NBC thinks so. The Peacock Network will be counting ratings for the entire 52-week period, which it says it "now considers the standard season going forward."
What the industry historically views as the TV season -- the months stretching from September through May -- only tells part of the ratings story these days as broadcasters move away from airing reruns in the summer months and turn to more original, scripted programming.
These offerings perhaps are still not as robust as the slate of new shows that hit in the fall and winter months, but there's still enough new content airing in the summer to make year-round ratings an important barometer.
While thus far the numbers don't alter the picture dramatically – even when taking account the summer months, all four networks retain their same rankings as the traditional broadcast season -- there may come a time in the not-so-distant future that these shows change the broadcast story.
"As the business continues to see significant original programming launched throughout the calendar year, the 52-week statistics become more and more meaningful," Robert Greenblatt, chairman of NBC Entertainment, said in a statement.
Though there's still one more week to count, NBC continues to rank No. 1 among the all-important 18-to-49 demographic with a 2.4 rating, a title it also held during the traditional broadcast season. NBC was No. 1 in the demo for the first time in a decade.
The network notes that even when you exclude its coverage of the winter Olympics, it still ranks No. 1 in the demographic.
CBS continues its winning streak when it comes to total viewers. From September to September, the Eye Network averaged 9.3 million viewers, down from nearly 10 million in the same period last year. It's No. 2 among adults 18-to-49 with a 2.0 rating.
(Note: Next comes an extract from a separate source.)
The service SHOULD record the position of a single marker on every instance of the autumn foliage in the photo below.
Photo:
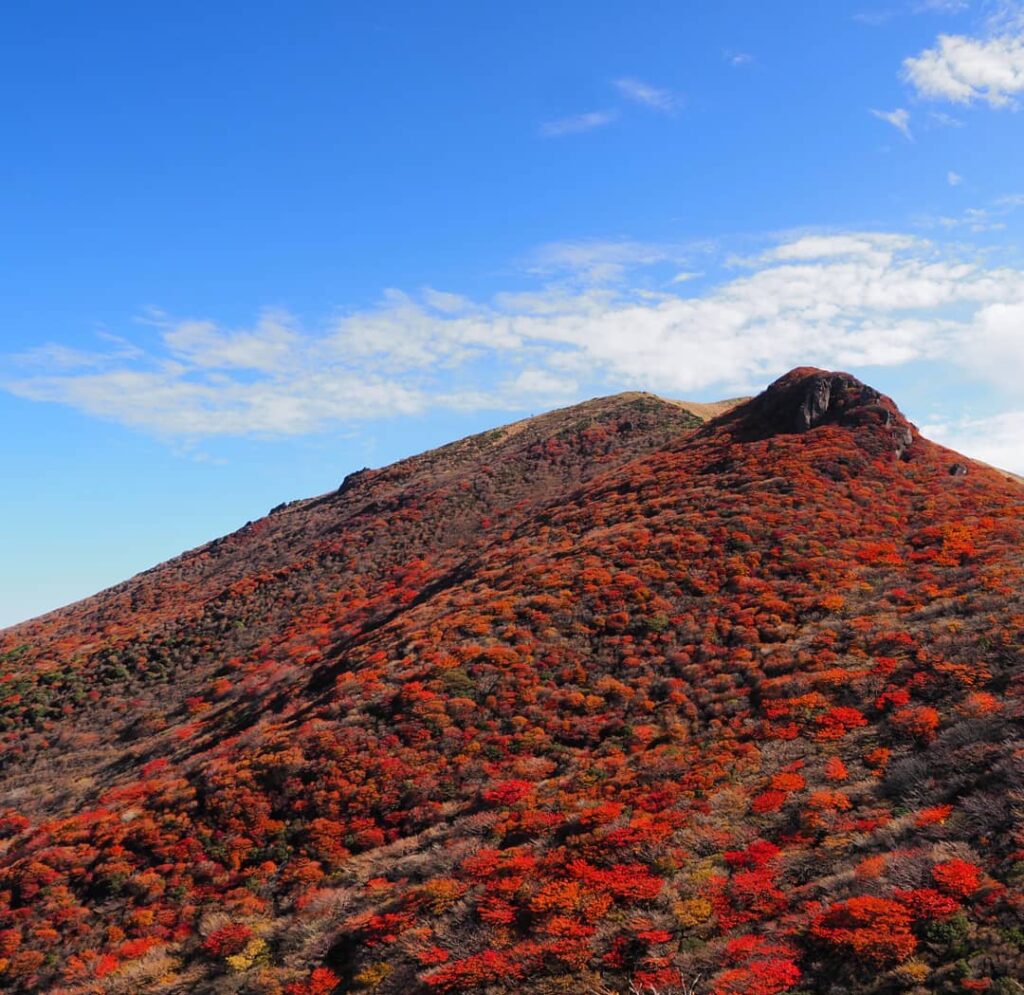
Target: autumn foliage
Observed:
(608, 697)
"Under the Dome" returned for its sophomore season, but it didn't generate the same buzz as its first year. Monday night's episode, the last before the finale, averaged 7 million viewers. Last season's finale was watched by nearly 12 million viewers.
And CBS' new summer series, "Extant," starring Halle Berry, didn't quite live up to the hype. It's most recent episode was watched by just 4.6 million viewers.
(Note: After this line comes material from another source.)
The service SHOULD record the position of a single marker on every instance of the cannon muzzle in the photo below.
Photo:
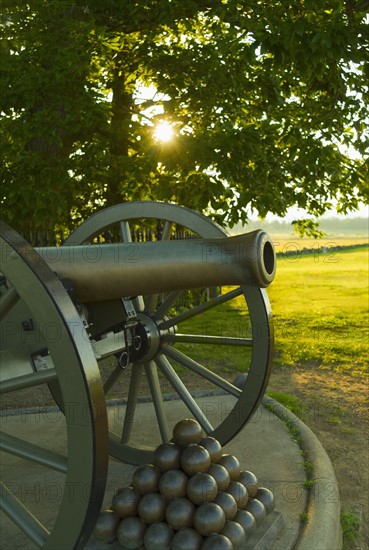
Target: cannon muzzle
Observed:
(101, 272)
"What's interesting is that with the success of 'Under the Dome' last season, everyone was so eager to get into the summer programming game, but this year with few shows hitting, the expensively produced 'Extant' performing poorly, and 'Under The Dome' a shell of its former self in the ratings, it will be interesting to see how much more the networks will continue to invest in original scripted summer fare," said Billie Gold, VP-research and programming, Carat.
NBC holds on to its No. 2 position among total viewers, averaging 8.3 million viewers, up 25% from the 52-week period last year.
Much of NBC's summer ratings continue to be lifted by its reality competition show, "America's Got Talent." It also airs other reality fare like "Last Comic Standing" and "American Ninja Warrior."
Earlier in the summer, NBC also aired its new drama, "The Night Shift," which it renewed for season 2, as well as "Undateable," which was also picked up for a second season.
This summer ABC took a big swing with its real-time reality series, "Rising Star." But after lots of hype, the singing competition series fell short. The finale was watched by just 3.1 million people.
ABC came in third in total viewers, averaging 6.8 million viewers for the year, down 2% from last year. It ranked No. 4 among adults 18-to-49, with a 1.9 rating, the same position it held from September through May.
Fox averaged 6.2 million total viewers, a 3% increase from last year, and was third in the demo, with a 2.1 rating.
Fox's biggest investment this summer was with its reboot of "24." Agent Jack Bauer returned this summer in a 12-episode limited event series, "24: Live Another Day." It debuted in May to 8.1 million viewers, and the finale was solid, with 6.5 million people tuning in.
"Yes, the networks claim to be programming 52-weeks a year now, but all that really means is that they're not totally laying down during the summer months and may put two or three new scripted series, in additional to their usually reality fare," Ms. Gold said.